From the early 1970s, mechanical circulatory support devices have evolved into advanced easy-to-implant and easy-to-use devices, capable of reversing postcardiotomy LCOS in an “exit” strategy tailored specifically for each patient (“bridge” to recovery or transplantation or as “destination” therapy). [1],[125] Overall, VADs can be divided into two main types: (1) the pulsatile pump that mimics the natural cardiac stroke volume and (2) the continuous flow devices that can be subdivided into centrifugal and axial flow pumps. In a meta-analysis including 125 patients with cardiogenic shock, Cheng et al found that, support with LVAD resulted in higher cardiac index and MAP compared with the IABP. [126] However, higher rates of bleeding and hemolysis were observed in the VAD group and 30-day mortality did not differ between the two groups.

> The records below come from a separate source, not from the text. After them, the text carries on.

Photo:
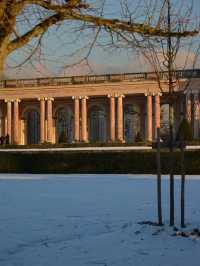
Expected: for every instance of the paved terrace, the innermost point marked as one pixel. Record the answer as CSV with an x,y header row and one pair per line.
x,y
96,85
91,79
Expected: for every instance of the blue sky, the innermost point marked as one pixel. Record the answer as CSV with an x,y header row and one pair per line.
x,y
59,45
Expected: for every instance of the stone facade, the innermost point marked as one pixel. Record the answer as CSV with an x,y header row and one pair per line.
x,y
122,110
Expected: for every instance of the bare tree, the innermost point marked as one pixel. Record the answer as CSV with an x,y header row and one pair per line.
x,y
22,21
161,52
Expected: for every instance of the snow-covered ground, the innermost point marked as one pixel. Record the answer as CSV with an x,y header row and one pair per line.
x,y
78,220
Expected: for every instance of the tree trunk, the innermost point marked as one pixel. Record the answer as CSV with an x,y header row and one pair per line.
x,y
159,191
182,185
171,165
2,63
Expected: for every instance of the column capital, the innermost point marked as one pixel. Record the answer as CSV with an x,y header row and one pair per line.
x,y
76,97
149,93
84,97
17,100
50,99
111,96
8,100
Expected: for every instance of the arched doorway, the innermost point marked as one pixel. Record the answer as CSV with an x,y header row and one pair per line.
x,y
97,124
64,125
164,121
32,126
132,125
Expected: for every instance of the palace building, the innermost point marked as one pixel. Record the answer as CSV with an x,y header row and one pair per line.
x,y
103,108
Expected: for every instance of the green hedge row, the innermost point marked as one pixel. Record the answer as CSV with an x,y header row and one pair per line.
x,y
137,162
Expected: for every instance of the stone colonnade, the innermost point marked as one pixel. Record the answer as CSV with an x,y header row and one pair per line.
x,y
116,117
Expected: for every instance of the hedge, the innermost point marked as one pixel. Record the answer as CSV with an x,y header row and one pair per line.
x,y
136,162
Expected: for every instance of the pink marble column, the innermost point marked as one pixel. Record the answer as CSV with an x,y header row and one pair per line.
x,y
157,113
120,133
149,117
16,122
76,119
189,108
9,119
112,118
49,119
84,133
42,120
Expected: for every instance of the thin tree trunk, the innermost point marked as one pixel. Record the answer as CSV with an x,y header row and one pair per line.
x,y
182,185
171,166
171,90
159,189
2,62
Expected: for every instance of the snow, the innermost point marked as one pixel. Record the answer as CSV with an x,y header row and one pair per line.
x,y
78,220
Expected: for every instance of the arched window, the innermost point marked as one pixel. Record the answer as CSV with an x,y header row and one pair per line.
x,y
132,125
97,124
64,126
32,127
164,121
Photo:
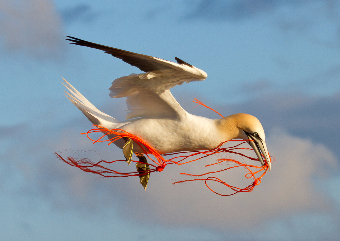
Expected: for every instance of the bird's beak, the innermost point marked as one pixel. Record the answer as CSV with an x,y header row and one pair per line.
x,y
260,149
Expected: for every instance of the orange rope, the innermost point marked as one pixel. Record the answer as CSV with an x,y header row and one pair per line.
x,y
178,158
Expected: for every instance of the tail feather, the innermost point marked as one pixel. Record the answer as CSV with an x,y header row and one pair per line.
x,y
96,116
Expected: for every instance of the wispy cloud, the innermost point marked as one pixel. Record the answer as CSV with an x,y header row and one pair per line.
x,y
80,12
236,9
32,27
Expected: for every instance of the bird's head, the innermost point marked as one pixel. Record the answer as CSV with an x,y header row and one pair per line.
x,y
249,128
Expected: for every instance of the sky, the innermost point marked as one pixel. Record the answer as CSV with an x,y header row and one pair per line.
x,y
277,60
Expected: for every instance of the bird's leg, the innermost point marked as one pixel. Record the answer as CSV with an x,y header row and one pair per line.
x,y
128,149
143,169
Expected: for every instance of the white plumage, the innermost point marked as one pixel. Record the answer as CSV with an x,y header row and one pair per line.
x,y
154,114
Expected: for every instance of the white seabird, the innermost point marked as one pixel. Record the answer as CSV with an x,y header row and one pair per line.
x,y
155,116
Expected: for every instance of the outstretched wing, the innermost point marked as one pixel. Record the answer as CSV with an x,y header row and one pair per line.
x,y
148,93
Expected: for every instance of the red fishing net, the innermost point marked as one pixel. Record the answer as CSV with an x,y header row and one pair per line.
x,y
222,159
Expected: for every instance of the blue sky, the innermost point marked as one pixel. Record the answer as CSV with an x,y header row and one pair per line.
x,y
277,60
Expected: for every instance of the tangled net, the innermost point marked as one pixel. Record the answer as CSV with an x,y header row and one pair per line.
x,y
160,161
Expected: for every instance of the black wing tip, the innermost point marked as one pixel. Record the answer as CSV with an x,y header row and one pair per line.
x,y
74,40
179,61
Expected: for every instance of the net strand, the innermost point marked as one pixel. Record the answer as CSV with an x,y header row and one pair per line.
x,y
159,161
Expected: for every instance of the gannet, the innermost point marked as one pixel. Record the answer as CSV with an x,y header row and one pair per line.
x,y
155,116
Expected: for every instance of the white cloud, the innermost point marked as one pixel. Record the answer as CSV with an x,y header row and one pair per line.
x,y
288,189
31,26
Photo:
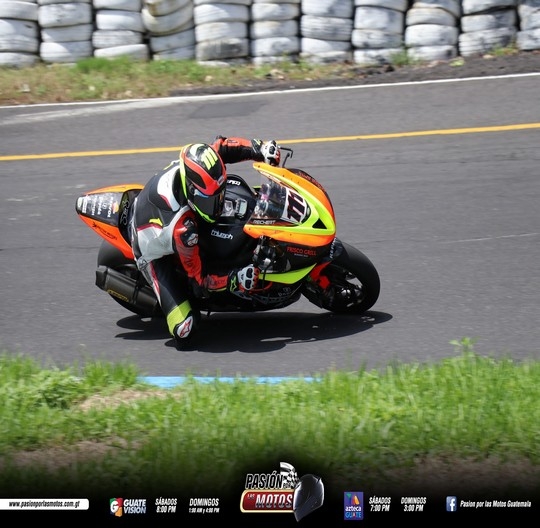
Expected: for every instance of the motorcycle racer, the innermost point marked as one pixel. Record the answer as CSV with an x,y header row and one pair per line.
x,y
165,220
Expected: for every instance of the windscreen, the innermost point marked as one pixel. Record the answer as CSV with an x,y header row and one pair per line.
x,y
278,204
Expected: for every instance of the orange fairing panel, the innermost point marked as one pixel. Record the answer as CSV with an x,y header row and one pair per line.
x,y
104,209
118,188
315,226
110,233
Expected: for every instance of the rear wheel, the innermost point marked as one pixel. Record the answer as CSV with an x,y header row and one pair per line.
x,y
113,258
350,284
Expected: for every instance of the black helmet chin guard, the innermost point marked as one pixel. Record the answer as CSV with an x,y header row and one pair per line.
x,y
308,495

Extracorporeal Membrane Oxygenation (ECMO)

Although initially proposed for treating the failing lungs, ECMO is also considered a suitable short-term therapy of cardiorespiratory insufficiency following cardiac surgery, particularly for patients with severe pulmonary edema, those with persistent ventricular arrhythmias due to extensive myocardial infarct and those with RV failure. [127] For initiation of ECMO right atrial blood is drained via a large cannula, pumped through an artificial lung and delivered for organ perfusion through the femoral artery. The vascular access is usually percutaneous, although direct cutdown access might be preferred in patients with profound cardiogenic shock. ECMOs with non-porous hollow fiber (polymethylpentene) lung membranes offer low resistance to blood flow and allow safe use of centrifugal pumps. Nonthrombogenic coatings of the whole circuit reduce the need for anticoagulation and the risk of bleeding.



Knowledge of patient- and procedure-related risk factors should be integrated in the medical decision process along with the implementation of perioperative protective strategies. Team education, adoption of checklists, and simulation-based training may further enhance physician’performances during the CPB weaning process. Integration of a standardized approach for weaning off bypass focusing on simple hemodynamic targets, TEE assessment, along with a goal-directed therapy involving pharmacological agents (inotropes, vasodilators, and vasopressors) and eventually mechanical support devices can potentially improve the outcome. Large trials are warranted to assess the best cardioprotective strategies and to validate algorithms suitable for the CPB weaning process in cardiac surgery.